Nonostante le riserve espresse da alcuni studiosi, si considera ormai come dato acquisito l’affiliazione di questa confraternita alla corrente ebraica degli esseni, le cui pratiche, descritte da Filone di Alessandria, oltre che da Flavio Giuseppe e da Plinio il Vecchio, sembrano corrispondere in molti aspetti con i dati contenuti nei manoscritti di Qumran. Interessanti sono in questo contesto le notizie che alcuni dei testi forniscono sul periodo ellenistico e romano della storia ebraica, interpretandone le drammatiche vicende secondo una prospettiva teologica. Ne è un esempio il caso degli enigmatici frammenti 3 e 4 del commento al libro di Naum, dove si allude al tentativo di conquista della Palestina condotto nell’88 a.C. da Demetrio III di Siria, sostenuto dagli empi farisei collaborazionisti contro Alessandro Ianneo, il re asmoneo discendente dei Maccabei (i difensori dell’indipendenza ebraica di fronte alla pretesa egemonica dei monarchi ellenistici e di Antioco IV Epifane in particolare).
Non sono mancati, in questa prospettiva, i tentativi di identificare lo stesso “Maestro di giustizia” con Giuda maccabeo e con gli altri eroi della lotta di liberazione, oltre che con Menahem, capo degli zeloti. La figura del “sacerdote empio” persecutore, che pure compare nei manoscritti, venne identificata con lo stesso Antioco IV e ancora con i maccabei Giovanni Ircano e Alessandro Ianneo, visti come traditori della causa ebraica.
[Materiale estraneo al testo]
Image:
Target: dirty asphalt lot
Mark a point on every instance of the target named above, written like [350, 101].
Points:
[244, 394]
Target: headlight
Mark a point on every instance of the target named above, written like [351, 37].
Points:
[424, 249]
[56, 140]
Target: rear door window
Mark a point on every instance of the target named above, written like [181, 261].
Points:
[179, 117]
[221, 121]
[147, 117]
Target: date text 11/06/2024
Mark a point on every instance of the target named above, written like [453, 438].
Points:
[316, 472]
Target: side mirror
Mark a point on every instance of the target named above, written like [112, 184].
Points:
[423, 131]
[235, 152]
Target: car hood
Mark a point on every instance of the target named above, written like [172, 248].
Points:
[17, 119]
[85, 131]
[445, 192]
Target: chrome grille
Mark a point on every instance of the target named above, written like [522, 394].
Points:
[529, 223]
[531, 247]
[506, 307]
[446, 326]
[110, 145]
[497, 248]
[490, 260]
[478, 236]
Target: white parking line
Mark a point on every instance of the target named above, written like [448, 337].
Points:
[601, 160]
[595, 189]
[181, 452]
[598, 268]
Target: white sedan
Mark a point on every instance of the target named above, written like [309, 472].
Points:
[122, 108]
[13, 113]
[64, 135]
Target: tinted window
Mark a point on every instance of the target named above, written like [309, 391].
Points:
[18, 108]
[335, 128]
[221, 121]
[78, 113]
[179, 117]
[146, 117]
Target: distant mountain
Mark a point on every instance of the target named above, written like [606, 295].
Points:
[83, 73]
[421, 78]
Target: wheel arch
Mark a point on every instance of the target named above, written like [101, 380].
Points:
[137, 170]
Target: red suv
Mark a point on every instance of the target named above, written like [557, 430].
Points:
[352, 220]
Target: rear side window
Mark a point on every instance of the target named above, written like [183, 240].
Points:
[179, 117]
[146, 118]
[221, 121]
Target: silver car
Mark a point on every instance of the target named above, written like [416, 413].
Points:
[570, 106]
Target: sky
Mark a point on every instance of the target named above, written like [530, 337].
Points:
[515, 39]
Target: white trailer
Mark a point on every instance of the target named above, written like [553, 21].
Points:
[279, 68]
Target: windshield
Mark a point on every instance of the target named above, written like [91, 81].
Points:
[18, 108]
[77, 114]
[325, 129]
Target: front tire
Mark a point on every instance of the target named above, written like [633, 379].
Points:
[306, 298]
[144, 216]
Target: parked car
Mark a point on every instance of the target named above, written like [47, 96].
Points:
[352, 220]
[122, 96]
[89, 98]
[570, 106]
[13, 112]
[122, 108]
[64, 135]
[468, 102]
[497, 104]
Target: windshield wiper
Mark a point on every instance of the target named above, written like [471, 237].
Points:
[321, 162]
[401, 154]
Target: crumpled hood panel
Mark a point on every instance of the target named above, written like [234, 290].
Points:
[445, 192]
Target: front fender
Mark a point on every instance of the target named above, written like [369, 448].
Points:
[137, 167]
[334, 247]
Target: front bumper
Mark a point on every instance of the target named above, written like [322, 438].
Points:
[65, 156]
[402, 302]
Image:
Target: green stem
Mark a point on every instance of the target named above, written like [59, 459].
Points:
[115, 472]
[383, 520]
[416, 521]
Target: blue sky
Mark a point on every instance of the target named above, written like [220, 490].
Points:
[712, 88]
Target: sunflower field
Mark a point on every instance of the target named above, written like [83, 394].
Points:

Non trascurabile, infine, è la visione escatologica di alcuni manoscritti che, insistendo sulla necessità di un immediato pentimento in vista del prossimo avvento del regno di Dio, parlano di una sorta di “battesimo nello Spirito Santo” riservato agli eletti, con accenti simili a quelli presenti nella predicazione attribuita dai Vangeli a Giovanni Battista, il precursore di Gesù considerato molto vicino agli ambienti degli esseni da alcuni studiosi, nell’ambito delle indagini volte a determinare con precisione i presunti rapporti intercorsi fra la confraternita di Qumran e la primitiva comunità cristiana.